Many farmworkers try to save up as much as they can to support their families back in Mexico. There, pay for a day’s work on a farm might yield 110 pesos, or about $6; the average hourly wage for apple pickers in Washington’s Yakima County, the county that produces the most apples in the U.S., is $13.46.
However, the immigrant farmworkers who have lived in Washington for years are no longer sure to get the work that has historically sustained rural communities such as Wapato, Yakima, and Royal City. Growers are increasingly recruiting Mexican workers to come to the U.S. on H-2A visas, which let them work on contract for a few months, but only for the employer that sponsored them. If they are laid off (for protesting working conditions, for instance), they lose their visa and must leave the country.
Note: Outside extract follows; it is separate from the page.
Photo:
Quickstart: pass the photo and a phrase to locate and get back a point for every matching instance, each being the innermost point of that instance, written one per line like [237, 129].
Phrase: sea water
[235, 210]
The H-2A is an arrangement that growers say they prefer because it gives them a steadier supply of labor. In 2006, Washington growers brought in 814 workers on H-2A visas, mostly to pick apples. Last year they brought in 13,641—about a quarter of the state’s farm labor force that year.
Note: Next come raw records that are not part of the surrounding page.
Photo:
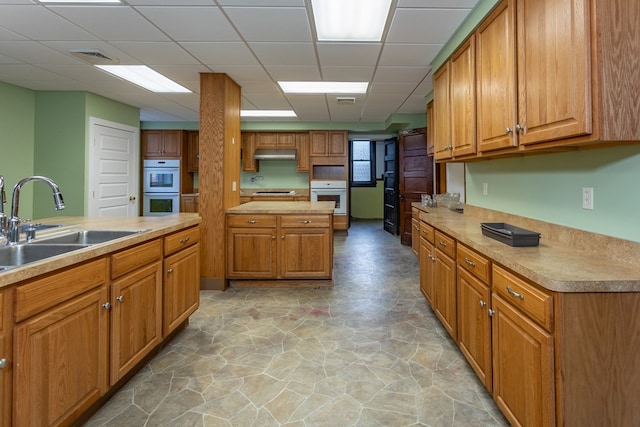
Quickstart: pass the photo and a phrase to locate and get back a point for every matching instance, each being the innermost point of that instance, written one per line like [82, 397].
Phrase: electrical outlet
[587, 198]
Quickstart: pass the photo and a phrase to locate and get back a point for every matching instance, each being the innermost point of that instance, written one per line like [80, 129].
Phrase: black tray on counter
[510, 234]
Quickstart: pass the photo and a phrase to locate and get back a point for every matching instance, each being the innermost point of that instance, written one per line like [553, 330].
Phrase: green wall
[368, 202]
[549, 188]
[17, 121]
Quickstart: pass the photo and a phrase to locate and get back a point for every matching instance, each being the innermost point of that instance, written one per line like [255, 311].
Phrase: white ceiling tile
[433, 26]
[269, 24]
[157, 53]
[192, 23]
[347, 54]
[112, 22]
[218, 54]
[396, 54]
[285, 53]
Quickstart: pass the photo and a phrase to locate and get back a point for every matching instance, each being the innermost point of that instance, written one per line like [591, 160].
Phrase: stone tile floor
[367, 352]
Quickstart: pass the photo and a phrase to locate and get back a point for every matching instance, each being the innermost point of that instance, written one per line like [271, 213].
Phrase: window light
[267, 113]
[145, 77]
[324, 87]
[352, 20]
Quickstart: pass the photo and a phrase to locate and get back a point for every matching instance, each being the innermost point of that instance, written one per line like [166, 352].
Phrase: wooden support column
[219, 171]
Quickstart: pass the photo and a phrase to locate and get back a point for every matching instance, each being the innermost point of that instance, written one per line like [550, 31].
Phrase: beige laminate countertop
[154, 226]
[557, 266]
[282, 208]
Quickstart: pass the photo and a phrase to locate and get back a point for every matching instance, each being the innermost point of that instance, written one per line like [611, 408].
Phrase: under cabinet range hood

At recruiters’ instructions, contract workers assemble by the hundreds in centrally-located cities in Mexico, and board company buses heading north. Once they arrive in Washington, many live four to a room, with bunk beds, in the prefab barracks that growers have built. Some are arranged around soccer fields, and most are built in the countryside, in the orchards themselves, among blossoming apple trees. The workers come up on buses and don’t have cars of their own, so if they want to go into town, they depend on the grower to provide transportation.
Men, women, and families are well represented among the population of resident farmworkers in Washington. The H-2A contratados, though, are almost all men. Their growing number is making the workforce more male in an industry in which sexual harassment is all too common. Chavez mentions hearing of cases in which men higher up on a job were charged with rape, and says she was careful not to wear tight pants or blouses. “Women wear loose clothes and cover their faces,” she says. “They don’t want to show anything so they won’t be seen as objects.” When she worked in the fields, Chavez could never say openly that she is gay. “It’s not that I don’t want to talk about my sexuality,” she explains, “but sometimes people are just so closed-minded that they cannot understand. Sometimes there are even men who have this devil’s thinking, that, ‘Oh, you’re gay—I’m gonna make you a woman.’”
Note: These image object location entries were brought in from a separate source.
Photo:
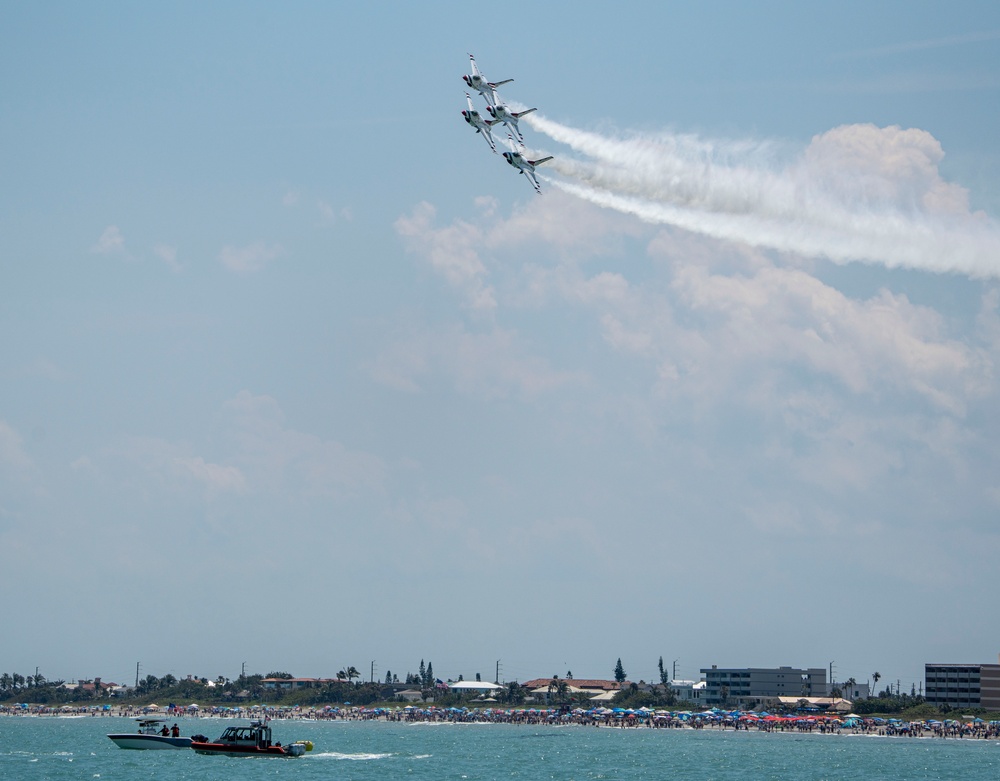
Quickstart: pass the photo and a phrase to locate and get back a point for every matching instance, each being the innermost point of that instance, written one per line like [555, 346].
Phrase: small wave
[350, 757]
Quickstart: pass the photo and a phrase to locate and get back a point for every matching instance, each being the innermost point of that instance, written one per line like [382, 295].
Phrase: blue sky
[283, 337]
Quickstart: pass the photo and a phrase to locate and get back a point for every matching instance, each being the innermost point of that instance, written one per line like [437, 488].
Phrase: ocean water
[77, 748]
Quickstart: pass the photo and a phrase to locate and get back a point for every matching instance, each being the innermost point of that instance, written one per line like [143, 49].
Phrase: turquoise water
[59, 748]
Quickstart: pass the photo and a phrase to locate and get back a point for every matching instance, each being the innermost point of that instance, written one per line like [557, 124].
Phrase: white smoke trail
[858, 193]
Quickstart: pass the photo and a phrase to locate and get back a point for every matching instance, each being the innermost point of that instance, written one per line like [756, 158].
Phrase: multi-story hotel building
[963, 685]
For the H-2A farmworkers, some of the deepest pain doesn’t come from the physical work, but the loneliness of being away from home. In the evening, groups of men walk around the grassy space between the barracks, or sit with their backs against the buildings’ walls, talking on their cellphones to their families back home. “I miss my wife,” says Sergio Alberto Ponce, an H-2A visa holder who lives in a workers’ camp near Royal City. “I’ve never been apart from her before. We still sleep in each other’s arms. But here I call her every day. She’ll send me a text, and then I’ll call her the next chance I get—in a break at work, or at lunch.”